Knox, in his wolf form, prowled the arena floor, snarling and baring his teeth. Pools of blood darkened the floor with a ripped piece of clothing lying in the center of the largest one. He looked as if he were a real wolf trapped in a cage and not a shifter, his movements jerky and wild.
I pressed a hand against my chest, clinging to the gate with my other hand to keep standing, and focused on the pressure inside me. This close to Knox, the pull felt like it was tearing my soul from my chest, and a rage and primal wildness that needed to rip everything apart threatened to seize me.
I wrenched my eyes open and strained to suck in a steadying breath. The emotions coming through the bond had exploded into a vortex that tore at my insides and likely tore at his as well.

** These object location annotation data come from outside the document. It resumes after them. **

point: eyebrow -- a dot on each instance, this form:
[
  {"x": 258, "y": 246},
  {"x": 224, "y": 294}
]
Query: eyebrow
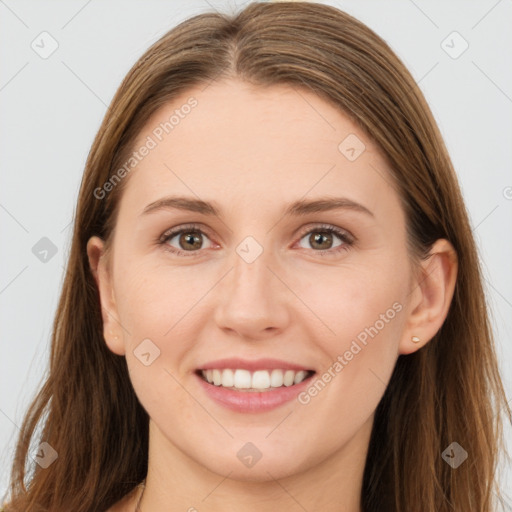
[{"x": 297, "y": 208}]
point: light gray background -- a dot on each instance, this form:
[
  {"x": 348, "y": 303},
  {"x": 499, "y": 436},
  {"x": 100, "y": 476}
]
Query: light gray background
[{"x": 50, "y": 110}]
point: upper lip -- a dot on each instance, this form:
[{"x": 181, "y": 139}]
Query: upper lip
[{"x": 252, "y": 365}]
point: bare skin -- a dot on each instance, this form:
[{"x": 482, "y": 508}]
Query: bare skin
[{"x": 252, "y": 151}]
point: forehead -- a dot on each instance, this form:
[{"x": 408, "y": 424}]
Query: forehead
[{"x": 235, "y": 142}]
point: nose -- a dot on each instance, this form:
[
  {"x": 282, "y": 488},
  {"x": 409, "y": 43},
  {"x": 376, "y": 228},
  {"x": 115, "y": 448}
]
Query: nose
[{"x": 252, "y": 301}]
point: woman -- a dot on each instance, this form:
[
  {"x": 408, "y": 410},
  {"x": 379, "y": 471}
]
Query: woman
[{"x": 273, "y": 298}]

For whatever reason, the primal core of his wolf was devouring the human half of his soul, and if it succeeded, I’d lose my mate forever.
I had to get in there. I had to save him.
The lock on the gate required a key that I didn’t have, so I swept my gaze around, looking for it or a way up to the arena’s seating, anything that would help.
There. About ten feet behind me. A passage I hadn’t noticed because I’d been focused on the gate and the light beyond it.
I rushed into the passage, up the short set of stairs into the first row of benches, and climbed over the edge of the wall determined to get into the arena as fast as possible. If I hung from my fingertips, the fall was only a foot or two, but the stone was smooth and I’d barely gotten turned around and over the edge, when my fingers slipped and I crashed to the arena floor, landing on my butt.
A low growl jerked my attention up and I locked gazes with Knox as he bolted toward me with no glimmer of recognition in his eyes.
My pulse stuttered.
He wouldn’t hurt me. I was his mate. If I died, he died. But did his animal half understand that? He was so angry, so determined to kill everything.
“Audrey!”
A wave of power crashed over me along with the sudden need to run away. I wrenched my gaze around the arena, searching for a way to escape even as a part of me screamed that the impetus came from someone’s alpha power, not me.
On the far side, Cyrus and Deacon leaped over the wall to the arena floor their expressions filled with panic and raced toward me.
Both guys looked like they’d already fought with a feral wolf and barely escaped with their lives, and if all the unease churning inside me came from Knox then that meant they’d been fighting with him since last night.
How had it gotten so bad? And why hadn’t they shifted out their injuries? Unless, of course, they were bad enough they feared the shift would exhaust them and they wouldn’t be able to keep doing whatever they were doing with Knox.
Cyrus, who still wore the pants he’d worn yesterday morning indicating that he and Knox had gone straight to this arena when we’d returned to Stonehaven, had lost his shirt and held one arm against his stomach. Blood smeared his chest and ran from beneath his arm and down his legs, soaking into his pants, while Deacon’s whole right side was bloody. He held his right arm to his chest, blood leaking from long gashes that ran from his shoulder to his elbow.
Behind them, Bishop lay on a bench, not moving, and my pulse lurched with a new fear. I couldn’t see if he was injured, but I also couldn’t see if he was breathing.
Oh, God! Had Knox done that?
“Run!” Cyrus roared at me and another burst of power made my muscles tense.
But there wasn’t anywhere to go and the command only added to the emotions crushing my chest. I couldn’t climb back up the wall. It was too tall. The closest gate was locked. And there was no way in hell I’d be able to outrun a wolf.
And now I was no longer certain that Knox wouldn’t hurt me.
He’d mauled Cyrus and hurt Bishop and they were his brothers. I was just some weak little girl who’d forced a mating bond on him.